My hearing ability varies because of expectations, daytime or other every day influences. These variations are big enough to either make small differences inaudible or exaggerate them.

This is one of the reasons why I am not interested in small differences.
And consequently do not talk or post about them.

Cheers
 
Oct 11, 2005 at 6:16 PM Post #27 of 29
IIRC placebo effect can happen with majority very easily. But I think anyone who wants to talk about the placebo effect should do research on it instead of just guessing at what it was.

For example, I used to see posts on head-fi by some doctor who noted that in double blind drug studies, many people who had already taken drugs for their illnesses without effect, and thus were skeptical about the new drug, got better after taking it. But it was sugar pill - so the placebo effect worked on them even though they didn't believe the drug would work. This seems to contradict people's uneducated guesses at how the placebo effect works, so I think a bit of research is required on this subject, lest people say things like "I invited a few objectivists over to try my power cords, and they thought there was a difference, so that proves it's not placebo" and be misleading.

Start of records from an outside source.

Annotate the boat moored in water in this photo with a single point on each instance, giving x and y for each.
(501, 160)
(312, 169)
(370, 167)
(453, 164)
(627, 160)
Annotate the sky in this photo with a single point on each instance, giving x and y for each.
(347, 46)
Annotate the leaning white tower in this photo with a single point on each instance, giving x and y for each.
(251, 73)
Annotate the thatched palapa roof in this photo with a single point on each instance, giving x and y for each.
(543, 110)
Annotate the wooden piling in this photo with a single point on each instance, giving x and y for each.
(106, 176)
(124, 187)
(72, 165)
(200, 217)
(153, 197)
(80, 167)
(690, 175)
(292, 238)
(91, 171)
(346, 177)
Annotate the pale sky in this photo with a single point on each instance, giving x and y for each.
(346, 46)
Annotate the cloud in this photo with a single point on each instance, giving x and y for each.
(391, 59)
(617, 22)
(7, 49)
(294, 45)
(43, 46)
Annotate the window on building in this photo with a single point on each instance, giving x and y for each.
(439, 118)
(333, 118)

Of course, I myself am uneducated in the placebo effect and how it works and famous studies concerning it and so on, but I'm just cautioning that laymen should probably not post their guesses about it on a forum where people will take those words as indicating actual knowledge.
 
Oct 12, 2005 at 12:45 PM Post #28 of 29
Having replaced the Prodigy 7.1 with the Revo 7.1 (both using digital outs), I can confirm that the latter seems to produce more dissipated sound and with a slightly brighter balance. Maybe it's due to the fact that I am using a 5m-long coax cable (and the Prodigy coax output is more tolerant of the increased cable resistance than the Revo's). Or do Digital outs really differ from card to card?
 
Oct 12, 2005 at 7:03 PM Post #29 of 29
"Statistical evidence" under non-controlled conditions =/= evidence of anything. There are other significant variables that could plausibly affect the outcome.

As for my comments on the Risch paper, fine, I'll rephrase them. The Risch(sorry) paper fails to provide any evidence whatsoever of an audible difference - merely theoretical reasons for a measurable difference.